Bazıları cenaze namazında sağa selam verince sağ elini, sola selam verince sol elini bırakıyor. Bu doğru mudur?

Salim TEKE/MERSİN

Cenaze namazında sağa selam verince sağ elin, sola selam verince sol elin yanlara bırakılmasının hiçbir dayanağı yoktur. Cenaze namasında eller ya dördüncü tekbiri müteakip veya her iki tarafa selam verdikten sonra bırakılmalıdır.

Dövizcilikle uğraşmanın tefecilik olduğunu söyleyenler var. Bu hususta bizi aydınlatır mısınız?

Hamza ÇELİK/ANKARA

Türk parasının günlük rayice göre herhangi bir yabancı ülkenin parasıyla değiştirilmesinde dini açıdan bir mahzur yoktur. Değiştirilen paraların alınıp satılmasında yani döviz ticareti yapmakta bir sakınca yoktur.

Ben taksitle mal alıyor, daha taksitleri bitmeden peşin olarak satıyorum. Bu yaptığım caiz midir?

İlyas KARSLI/İSTANBUL

Vadeli aldığınız herhangi bir mal sizin mülkiyetinize geçmiştir. Başka bir kişiye peşin fiyatına veya istediğiniz fiyata satabilirsiniz.

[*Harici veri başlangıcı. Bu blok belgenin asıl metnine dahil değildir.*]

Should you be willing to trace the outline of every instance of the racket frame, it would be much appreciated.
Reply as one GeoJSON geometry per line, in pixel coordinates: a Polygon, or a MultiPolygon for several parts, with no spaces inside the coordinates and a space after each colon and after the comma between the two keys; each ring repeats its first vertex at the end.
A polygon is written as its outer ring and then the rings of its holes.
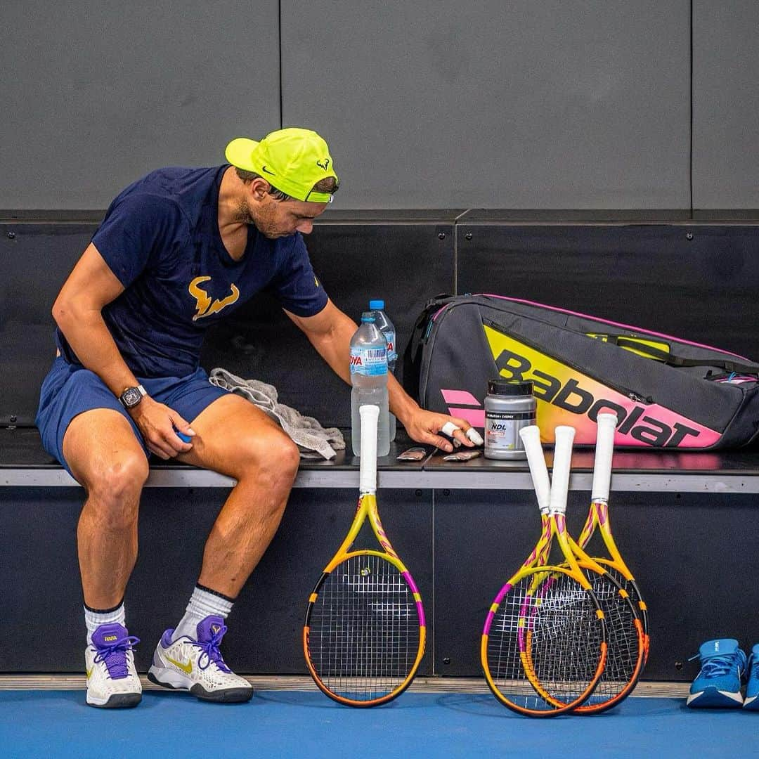
{"type": "MultiPolygon", "coordinates": [[[[529,429],[526,428],[521,430],[520,434],[522,435],[523,438],[525,433],[528,436],[534,434],[534,432],[528,432],[529,429]]],[[[534,427],[534,430],[537,430],[537,428],[534,427]]],[[[540,446],[539,432],[537,434],[537,448],[536,449],[534,445],[526,445],[525,448],[529,451],[528,453],[528,460],[531,465],[530,469],[531,474],[533,475],[533,484],[537,496],[538,505],[540,509],[541,534],[532,553],[517,572],[501,588],[490,605],[480,638],[480,658],[486,682],[493,695],[502,704],[514,711],[529,716],[552,717],[572,711],[577,707],[581,706],[593,693],[600,680],[606,664],[606,636],[603,612],[595,597],[595,594],[593,592],[591,583],[588,581],[584,573],[580,569],[577,561],[575,559],[569,549],[568,543],[564,512],[566,510],[569,468],[572,459],[572,442],[575,436],[575,430],[572,427],[564,427],[563,431],[560,427],[556,429],[556,458],[559,460],[559,467],[557,477],[557,466],[555,461],[553,485],[551,485],[549,480],[548,471],[546,468],[542,448],[540,446]],[[536,453],[536,451],[538,450],[539,452],[536,453]],[[540,458],[540,461],[542,461],[542,468],[539,465],[535,465],[537,464],[537,458],[533,460],[533,457],[534,456],[540,458]],[[546,564],[554,538],[562,546],[562,554],[566,558],[568,566],[557,566],[546,564]],[[559,701],[546,691],[535,673],[534,669],[531,665],[531,659],[529,656],[530,647],[529,639],[528,638],[528,645],[524,647],[524,650],[523,647],[520,645],[520,658],[521,659],[522,668],[536,693],[546,704],[553,707],[553,709],[532,710],[517,704],[508,698],[508,696],[500,691],[496,683],[490,672],[490,663],[488,662],[487,645],[490,639],[490,630],[501,602],[515,584],[531,575],[534,580],[531,588],[532,593],[534,594],[550,577],[553,576],[555,581],[556,577],[560,574],[568,576],[577,582],[588,594],[588,597],[592,600],[596,607],[596,616],[600,625],[601,638],[598,665],[587,687],[578,698],[571,702],[559,701]]],[[[527,626],[528,620],[526,617],[521,617],[519,627],[524,629],[527,626]]],[[[519,635],[521,635],[521,632],[520,631],[519,635]]]]}
{"type": "Polygon", "coordinates": [[[386,704],[388,701],[397,698],[411,684],[414,678],[419,669],[422,657],[424,655],[424,647],[427,641],[427,622],[424,616],[424,607],[422,605],[421,595],[419,588],[417,587],[411,576],[411,572],[406,565],[401,560],[398,555],[390,543],[390,539],[385,532],[385,528],[380,520],[380,513],[377,510],[376,502],[376,436],[377,436],[377,419],[380,409],[377,406],[361,406],[359,409],[361,415],[361,459],[359,472],[359,489],[361,493],[358,498],[358,505],[356,508],[356,513],[353,518],[353,522],[345,536],[345,540],[340,544],[335,556],[329,560],[324,568],[321,577],[317,581],[311,594],[308,598],[308,604],[306,607],[306,617],[303,627],[303,650],[306,659],[306,665],[317,684],[319,689],[329,696],[330,698],[345,704],[346,706],[357,707],[359,708],[367,707],[379,706],[381,704],[386,704]],[[372,549],[361,549],[354,551],[351,550],[354,541],[361,532],[364,522],[369,520],[372,531],[377,542],[382,546],[383,550],[378,551],[372,549]],[[314,604],[319,597],[319,591],[330,573],[337,566],[348,559],[357,556],[377,556],[385,561],[389,562],[400,572],[406,584],[411,591],[414,601],[416,604],[417,614],[419,619],[419,646],[417,650],[414,663],[402,682],[394,688],[389,693],[387,693],[377,698],[360,701],[351,699],[335,693],[326,685],[317,673],[313,663],[311,661],[309,648],[309,635],[310,632],[311,613],[314,604]]]}

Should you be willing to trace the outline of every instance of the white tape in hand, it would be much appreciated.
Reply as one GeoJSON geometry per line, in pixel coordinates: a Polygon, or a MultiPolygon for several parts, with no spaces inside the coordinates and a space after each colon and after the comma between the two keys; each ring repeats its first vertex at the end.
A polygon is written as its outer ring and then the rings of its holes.
{"type": "MultiPolygon", "coordinates": [[[[457,424],[454,424],[453,422],[446,422],[442,426],[442,429],[440,430],[443,435],[447,435],[449,437],[453,437],[453,433],[457,430],[461,430],[461,427],[457,424]]],[[[485,441],[483,440],[482,436],[474,429],[474,427],[470,427],[465,434],[467,437],[474,443],[475,446],[481,446],[485,441]]],[[[458,443],[461,445],[459,441],[455,440],[454,445],[458,443]]],[[[458,446],[457,446],[458,447],[458,446]]]]}

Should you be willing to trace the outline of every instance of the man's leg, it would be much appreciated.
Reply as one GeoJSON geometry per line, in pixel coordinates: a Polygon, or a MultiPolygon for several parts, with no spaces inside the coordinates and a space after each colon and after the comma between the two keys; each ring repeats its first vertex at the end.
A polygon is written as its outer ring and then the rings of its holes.
{"type": "Polygon", "coordinates": [[[300,453],[278,424],[238,395],[218,398],[191,424],[193,449],[178,458],[237,485],[211,529],[187,613],[164,634],[148,676],[200,698],[247,701],[252,688],[226,666],[219,644],[232,603],[279,525],[300,453]]]}
{"type": "Polygon", "coordinates": [[[145,453],[118,411],[96,408],[74,417],[63,452],[87,499],[77,531],[87,623],[87,703],[134,706],[141,687],[127,632],[124,593],[137,553],[145,453]]]}

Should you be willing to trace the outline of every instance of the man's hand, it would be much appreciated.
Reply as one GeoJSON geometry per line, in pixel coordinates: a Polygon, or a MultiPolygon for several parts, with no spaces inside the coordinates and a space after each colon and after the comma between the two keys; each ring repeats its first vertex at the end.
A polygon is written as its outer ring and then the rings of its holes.
{"type": "MultiPolygon", "coordinates": [[[[453,446],[442,435],[440,432],[448,422],[452,423],[456,429],[451,436],[467,448],[474,448],[474,443],[467,436],[467,432],[473,429],[471,424],[458,417],[449,417],[446,414],[438,414],[436,411],[428,411],[424,408],[417,408],[410,416],[405,420],[404,427],[409,437],[417,442],[426,442],[435,446],[441,450],[450,453],[453,446]]],[[[476,432],[476,430],[475,430],[476,432]]],[[[479,436],[477,436],[479,437],[479,436]]]]}
{"type": "Polygon", "coordinates": [[[173,408],[146,395],[128,413],[140,428],[151,453],[165,460],[192,450],[192,443],[184,442],[177,435],[177,430],[188,437],[195,433],[173,408]]]}

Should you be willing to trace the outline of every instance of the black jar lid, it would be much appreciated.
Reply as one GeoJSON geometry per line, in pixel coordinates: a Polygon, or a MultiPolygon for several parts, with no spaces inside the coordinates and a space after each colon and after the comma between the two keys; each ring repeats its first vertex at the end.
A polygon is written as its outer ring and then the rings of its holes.
{"type": "Polygon", "coordinates": [[[518,380],[489,380],[487,382],[489,395],[531,395],[532,382],[520,382],[518,380]]]}

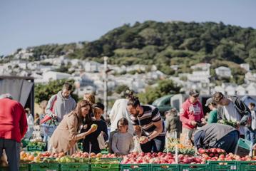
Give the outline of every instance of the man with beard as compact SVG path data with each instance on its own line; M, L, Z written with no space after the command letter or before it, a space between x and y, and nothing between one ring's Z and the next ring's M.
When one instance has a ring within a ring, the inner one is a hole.
M138 97L130 95L127 104L135 132L140 132L140 143L144 152L163 152L165 132L159 110L153 105L141 105Z
M62 90L57 94L51 97L48 101L45 109L46 115L50 116L51 119L43 125L45 134L47 133L47 138L43 138L48 141L48 150L51 150L51 147L48 143L51 134L53 133L58 123L61 123L64 115L70 113L76 107L75 100L70 95L72 90L72 85L65 83Z
M76 101L70 95L72 85L65 83L62 90L51 96L48 102L46 113L52 118L57 118L58 123L66 114L76 108Z

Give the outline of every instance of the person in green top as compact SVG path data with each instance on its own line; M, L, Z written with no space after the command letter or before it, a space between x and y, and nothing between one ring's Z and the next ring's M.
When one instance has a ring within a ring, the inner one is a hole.
M210 98L206 100L205 106L208 107L211 110L209 113L208 123L217 123L217 104L213 101L212 98Z

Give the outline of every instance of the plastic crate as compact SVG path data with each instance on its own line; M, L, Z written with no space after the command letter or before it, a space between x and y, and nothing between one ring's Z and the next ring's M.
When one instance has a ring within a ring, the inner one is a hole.
M116 162L116 163L113 163ZM91 171L119 171L119 161L117 160L103 160L91 164Z
M26 146L26 150L29 152L33 152L33 151L44 151L44 148L46 147L39 147L39 146Z
M118 160L119 162L121 162L123 160L123 157L115 157L115 158L103 158L101 157L102 160Z
M177 171L177 170L178 170L178 165L152 164L152 165L150 165L150 170L151 171L162 171L162 170Z
M0 171L8 171L8 167L0 167ZM20 163L19 164L19 170L20 171L27 171L29 170L29 163Z
M149 164L122 164L121 165L121 171L148 171L150 170L150 165Z
M255 171L256 170L256 161L237 162L239 171Z
M58 162L38 162L30 165L31 171L58 171L59 169Z
M210 170L237 171L237 161L210 161Z
M19 170L20 171L27 171L29 170L30 167L29 163L20 163L19 164Z
M108 154L108 150L101 150L101 153L107 155L107 154Z
M60 165L61 171L89 171L90 165L83 162L62 163Z
M210 171L208 164L179 164L180 171Z

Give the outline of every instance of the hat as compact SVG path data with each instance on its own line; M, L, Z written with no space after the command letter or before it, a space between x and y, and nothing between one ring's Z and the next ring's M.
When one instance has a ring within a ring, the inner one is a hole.
M192 136L193 135L194 133L196 131L196 129L192 129L188 132L188 140L191 140L191 142L193 143L193 142L192 141Z
M210 105L210 103L212 103L213 102L213 98L210 98L206 100L206 103L205 105L205 106L208 106L208 105Z
M99 102L95 103L93 105L93 108L100 108L102 110L104 110L104 108L105 108L104 105L102 103L99 103Z
M197 90L192 89L190 90L189 95L190 96L199 95L199 92Z
M1 99L1 98L13 99L13 98L10 93L5 93L5 94L0 95L0 99Z
M222 99L224 97L224 95L221 92L216 92L213 95L213 100L216 103L218 103L221 99Z

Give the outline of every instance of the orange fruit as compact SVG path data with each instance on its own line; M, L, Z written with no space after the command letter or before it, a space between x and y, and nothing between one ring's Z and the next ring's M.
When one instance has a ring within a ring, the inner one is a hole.
M34 155L30 155L29 156L29 157L28 157L28 160L33 160L34 158Z

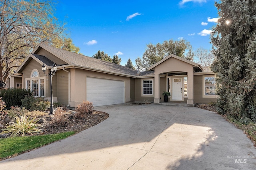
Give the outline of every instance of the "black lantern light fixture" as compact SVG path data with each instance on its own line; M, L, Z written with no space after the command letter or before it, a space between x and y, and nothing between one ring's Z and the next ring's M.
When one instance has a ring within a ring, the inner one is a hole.
M45 71L46 70L46 68L44 66L44 64L42 66L42 70L44 72L44 75L46 76L49 76L50 77L50 87L51 88L51 106L50 107L50 114L51 115L54 112L54 108L53 108L53 102L52 101L52 77L55 75L55 72L57 71L57 66L56 66L56 64L55 63L53 64L53 65L52 67L52 68L51 69L51 71L48 73L48 75L46 75L45 74Z

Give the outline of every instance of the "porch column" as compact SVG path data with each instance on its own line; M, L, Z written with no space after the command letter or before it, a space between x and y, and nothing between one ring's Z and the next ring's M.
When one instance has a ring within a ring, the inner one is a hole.
M154 102L156 103L160 103L160 98L159 98L159 91L160 90L160 86L159 82L160 82L160 77L158 73L155 72L155 80L154 81Z
M14 86L14 77L11 76L10 79L10 88L13 88L16 87Z
M193 67L188 72L188 104L194 104L194 72Z
M24 76L22 74L21 75L21 88L25 88L25 81L24 80Z

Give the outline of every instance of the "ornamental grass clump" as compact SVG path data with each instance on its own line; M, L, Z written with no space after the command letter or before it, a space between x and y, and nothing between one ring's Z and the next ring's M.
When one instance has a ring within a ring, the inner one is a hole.
M76 109L76 118L79 119L84 119L86 115L90 115L92 113L94 107L91 102L86 101L78 106Z
M3 131L1 133L10 134L10 137L13 137L42 133L43 132L38 127L43 127L37 123L38 120L35 120L36 118L30 119L30 116L26 116L24 114L20 117L16 116L15 122L12 121L8 123L6 127L2 129Z

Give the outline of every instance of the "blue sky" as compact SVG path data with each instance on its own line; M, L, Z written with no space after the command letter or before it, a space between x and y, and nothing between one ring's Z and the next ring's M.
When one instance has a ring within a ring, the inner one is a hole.
M209 33L218 17L214 0L61 0L55 16L80 52L117 54L124 65L142 57L149 43L183 39L193 50L210 49Z

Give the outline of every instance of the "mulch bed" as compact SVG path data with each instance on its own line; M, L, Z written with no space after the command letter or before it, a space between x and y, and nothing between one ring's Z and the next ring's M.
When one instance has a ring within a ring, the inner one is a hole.
M67 121L65 125L58 125L53 124L51 115L44 117L46 121L42 124L44 134L55 134L61 132L74 131L78 133L89 128L106 120L108 114L102 111L94 111L90 115L86 115L83 119L75 119L75 112L72 110L66 111L64 117Z

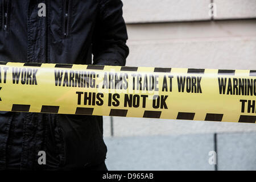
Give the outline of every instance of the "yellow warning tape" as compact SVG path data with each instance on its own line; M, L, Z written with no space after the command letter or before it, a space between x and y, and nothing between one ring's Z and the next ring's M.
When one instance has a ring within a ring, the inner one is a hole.
M255 123L256 71L0 63L0 110Z

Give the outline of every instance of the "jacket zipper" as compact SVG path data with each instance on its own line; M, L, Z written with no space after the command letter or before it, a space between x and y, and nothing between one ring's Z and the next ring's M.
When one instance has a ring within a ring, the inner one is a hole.
M8 30L8 14L9 14L9 2L8 0L3 1L3 30Z
M65 0L65 12L64 12L64 36L65 38L68 36L68 17L69 7L69 0Z

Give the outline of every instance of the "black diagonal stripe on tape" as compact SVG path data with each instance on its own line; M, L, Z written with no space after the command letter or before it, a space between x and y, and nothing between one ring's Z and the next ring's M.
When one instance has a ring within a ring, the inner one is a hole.
M235 72L233 69L219 69L218 75L234 75Z
M204 69L188 68L188 73L204 74Z
M122 67L120 71L124 71L127 72L137 72L138 67Z
M204 121L221 121L223 118L223 114L211 114L207 113Z
M76 114L92 115L93 108L76 107Z
M13 104L11 111L17 112L28 112L30 111L30 105Z
M41 113L57 113L59 108L60 106L42 106L41 109Z
M255 123L255 122L256 122L255 115L241 115L238 121L238 122L240 123Z
M87 69L104 70L105 66L100 65L88 65Z
M120 116L120 117L126 117L127 112L128 110L127 109L111 109L110 113L109 113L110 116Z
M155 68L154 69L154 72L159 73L170 73L171 70L171 68Z
M250 76L256 76L256 70L250 70Z
M194 119L195 113L182 113L179 112L177 119L193 120Z
M72 68L73 64L56 64L55 65L55 68Z
M0 61L0 65L6 65L7 62Z
M143 118L160 118L161 113L162 111L145 110L144 111Z
M23 66L24 67L40 67L42 66L42 63L24 63Z

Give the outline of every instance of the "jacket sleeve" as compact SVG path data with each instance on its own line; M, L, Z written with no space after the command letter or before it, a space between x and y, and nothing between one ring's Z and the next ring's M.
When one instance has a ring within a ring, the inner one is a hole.
M99 0L93 36L93 64L125 65L129 54L126 27L121 0Z

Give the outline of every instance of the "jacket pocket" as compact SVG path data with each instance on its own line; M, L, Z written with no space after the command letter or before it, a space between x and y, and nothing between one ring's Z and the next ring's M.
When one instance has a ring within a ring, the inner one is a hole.
M5 31L10 29L11 0L1 0L1 27Z
M68 37L69 35L71 12L72 12L72 0L64 0L63 8L63 36L64 38Z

Bazı camilerde farz namazından önce ‘‘İhlas’’ Suresi okunuyor. Bunun hadiste yeri var mıdır?

Abbas AKIN/ALMANYA

Farz namazından önce İhlas Suresi'nin okunması, ne hadis kaynaklarında ne de fıkıh kitaplarında yer almıştır. Bu uygulama, camiye geç gelen Müslümanların yetişmelerini sağlamak için sonradan ihdas edilmiştir. Cemaatten bazılarının farzdan önce İhlas Suresi'nin okunmasını namazın bir parçası gibi sayması, bunun ádet haline getirilmesi kesinlikle uygun değildir.

Ezan ile kamet arasında yapılan dualar kabul olunur, diye okudum. Ayrıca ya Hannan, ya Mennan, ya Bedi demekle duanın maşrıkla mağrip arasında kabul olancağı doğru mudur?

Sırrı GÜMÜŞ/URFA

Duaların hangi zaman ve mekánda kabul edileceği Peygamberimizin bir hadisinde açıklanmıştır. Ezan ile kamet arasında yapılan duanın kabul edileceği de o hadis-i şerifte geçmektedir. Ezan ile kamet arası kişi kendisini ibadete hazırladığı ve dünyevi alakalardan uzaklaştığı için Allah'a yakındır. Dolayısıyla böyle bir dua geri çevrilmez. Ya Hannan, ya Mennan, ya Bedi yüce Allah'ın isimleridir. Onu hangi ismiyle anarsanız, zatını anmış olursunuz. Maşrık ile mağrip arası kabul olunur sözü ise asılsızdır.